COMPLEMENT SYSTEM IN SEROLOGICAL REACTION
Complement system will be utilized in certain serological reactions for Antibody or Antigen determination.
- These tests are called lysis reactions. However, many of them demonstrate mostly the historical interest because of their moderate sensitivity and hard test performance (they are laborious and time-consuming).
- Lysis reactions comprise bacteriolysis, hemolysis and immune response
- Cell lysis occurs under the action of three main components of those reactions: specific antibodies from the immune serum, corresponding antigen and a lytic substance present in any serum – complement system.
BACTERIOLYSIS REACTION.
- Bacteriolysis reaction is justof historical interest. It had been discovered in 1890s, when V. Isaiev and R. Pfeiffer revealed the antibodies (bacteriolysins) capable of dissolving bacteria within the blood of the immune animals.
- This reaction was primarily used for bacterial identification and for antibody determination. Being of limited sensitivity, it’s not in practical use now.
HEMOLYTIC REACTION
- After immunization of rabbits with a suspension of sheep red blood cells (SRBC), the particular antibodies (hemolysins) arise within the rabbit’s blood that are capable of interacting with sheep erythrocytes.
- This hemolytic serum is employed in hemolysis reaction and immune reaction. It’s to be heated at 56° С for half-hour for inactivation of its own complement.
- The addition of fresh animal serum, even a non-immune one, restores the hemolytic properties of the immune serum. For that purpose guinea pig serum as complement source is employed.
- If hemolytic serum (antibody), sheep erythrocytes (antigen) and complement are placed into a tube in definite quantitative proportions, then in a very jiffy hemoglobin starts to pass out of the erythrocytes into the encircling fluid, and therefore the medium is colored reddish.
- It results from the complement damage of erythrocyte membranes. The quantity of hemolysis will be estimated visually or by colorimetric methods.
- The reaction of hemolysis features a strictly marked specificity. It is used as a detection system for complement-fixation test and for determination of serum complement activity.
- When quantitatively measured, serum complement activity is expressed in units of fifty hemolysis (CH50).
- The amountof serum complement increase at the start of infectious process, but may fall significantly in autoimmune diseases (e.g., in systemic lupus erythematosus) thanks to the complement consumption by immune complexes.
COMPLEMENT FIXATION TEST
- The specific interaction of antibody and antigen ends up in the adsorption of complement. This action can not be directly visible.
- In 1901 J. Bordet and O. Gengou introduced an indicator second system (hemolytic) into this reaction.
- It’s composed of a suspension of sheep red blood cells and therefore the corresponding hemolytic serum containing hemolysins.
- In immune response test two systems of reagents are included: antigen with antibody and complement (first specific system), and mixture of sheep erythrocytes with hemolytic serum (second indicator hemolytic system).
- This reaction can determine either unknown antibodies or antigens counting ontest modification. Both systems are placed into thermostat for incubation.
- Then they’re mixed together within the separate tube, and therefore the mixture is incubated again in an exceedingly thermostat for 30-60 minutes at 37oC or at 4oC overnight.

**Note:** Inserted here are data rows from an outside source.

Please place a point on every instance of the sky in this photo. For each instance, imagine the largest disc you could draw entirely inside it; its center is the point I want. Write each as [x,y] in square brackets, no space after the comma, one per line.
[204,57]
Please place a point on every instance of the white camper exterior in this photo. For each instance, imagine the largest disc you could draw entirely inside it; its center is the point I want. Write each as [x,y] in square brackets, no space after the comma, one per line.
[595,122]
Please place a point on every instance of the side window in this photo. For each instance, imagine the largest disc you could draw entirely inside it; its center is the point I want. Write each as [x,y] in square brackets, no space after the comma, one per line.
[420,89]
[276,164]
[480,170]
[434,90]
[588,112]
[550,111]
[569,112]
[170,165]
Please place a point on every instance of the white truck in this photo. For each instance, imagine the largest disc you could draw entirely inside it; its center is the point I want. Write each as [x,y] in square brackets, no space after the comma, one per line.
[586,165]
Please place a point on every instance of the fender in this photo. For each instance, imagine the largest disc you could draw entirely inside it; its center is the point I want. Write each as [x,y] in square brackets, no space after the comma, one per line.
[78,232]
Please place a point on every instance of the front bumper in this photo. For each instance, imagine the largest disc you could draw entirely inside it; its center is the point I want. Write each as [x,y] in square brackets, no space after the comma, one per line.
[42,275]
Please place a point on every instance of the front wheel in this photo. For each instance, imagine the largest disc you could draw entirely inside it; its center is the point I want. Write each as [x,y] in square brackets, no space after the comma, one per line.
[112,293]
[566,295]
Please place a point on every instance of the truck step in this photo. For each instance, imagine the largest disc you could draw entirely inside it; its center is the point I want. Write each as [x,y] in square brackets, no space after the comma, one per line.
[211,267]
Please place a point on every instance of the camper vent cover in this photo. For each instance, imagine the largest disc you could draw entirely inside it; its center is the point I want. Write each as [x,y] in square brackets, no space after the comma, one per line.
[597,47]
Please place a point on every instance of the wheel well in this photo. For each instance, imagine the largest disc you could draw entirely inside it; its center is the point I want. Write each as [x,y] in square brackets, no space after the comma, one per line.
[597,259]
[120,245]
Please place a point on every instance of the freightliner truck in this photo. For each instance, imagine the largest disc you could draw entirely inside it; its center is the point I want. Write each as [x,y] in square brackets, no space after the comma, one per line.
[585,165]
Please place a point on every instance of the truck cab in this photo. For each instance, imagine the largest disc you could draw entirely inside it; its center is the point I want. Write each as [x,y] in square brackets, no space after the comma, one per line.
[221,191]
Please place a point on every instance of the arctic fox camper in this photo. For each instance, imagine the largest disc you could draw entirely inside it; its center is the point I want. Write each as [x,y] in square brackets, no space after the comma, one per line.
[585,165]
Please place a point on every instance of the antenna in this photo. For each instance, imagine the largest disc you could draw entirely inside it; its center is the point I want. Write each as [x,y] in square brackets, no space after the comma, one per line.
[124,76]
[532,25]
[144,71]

- The immune reaction test (CFT) is thought to be positive just in case of hemolysis absence.
- This result obtained in the complement consumption by antigen-antibody complex has been formed within the specific system.
- Therefore, the second system isn’t hemolyzed as no complement is left for it, and therefore the medium remains opaque.
- It just in case of positive result the erythrocytes finally settle to the underside of the tube, and therefore the supernatant fluid becomes transparent and colourless.
- In negative reaction of the CFT the complement does not combine to Ag-Ab complex but it get reacts with the complex “sheep erythrocytes-hemolysin”, leads to causing hemolysis – the medium turns transparent and red after the lysis of sheep RBCs.
- Complement fixation reaction has rather high specificity and retains its significance for a few medical applications.
- This test is employed in serological diagnosis of syphilis (Wassermann’s reaction), Q fever, epidemic typhoid and other rickettsioses, glanders, and several other viral diseases (e.g., influenza).
- It’s going to be used either for determination of the titer of specific antibodies or for the antigen identification.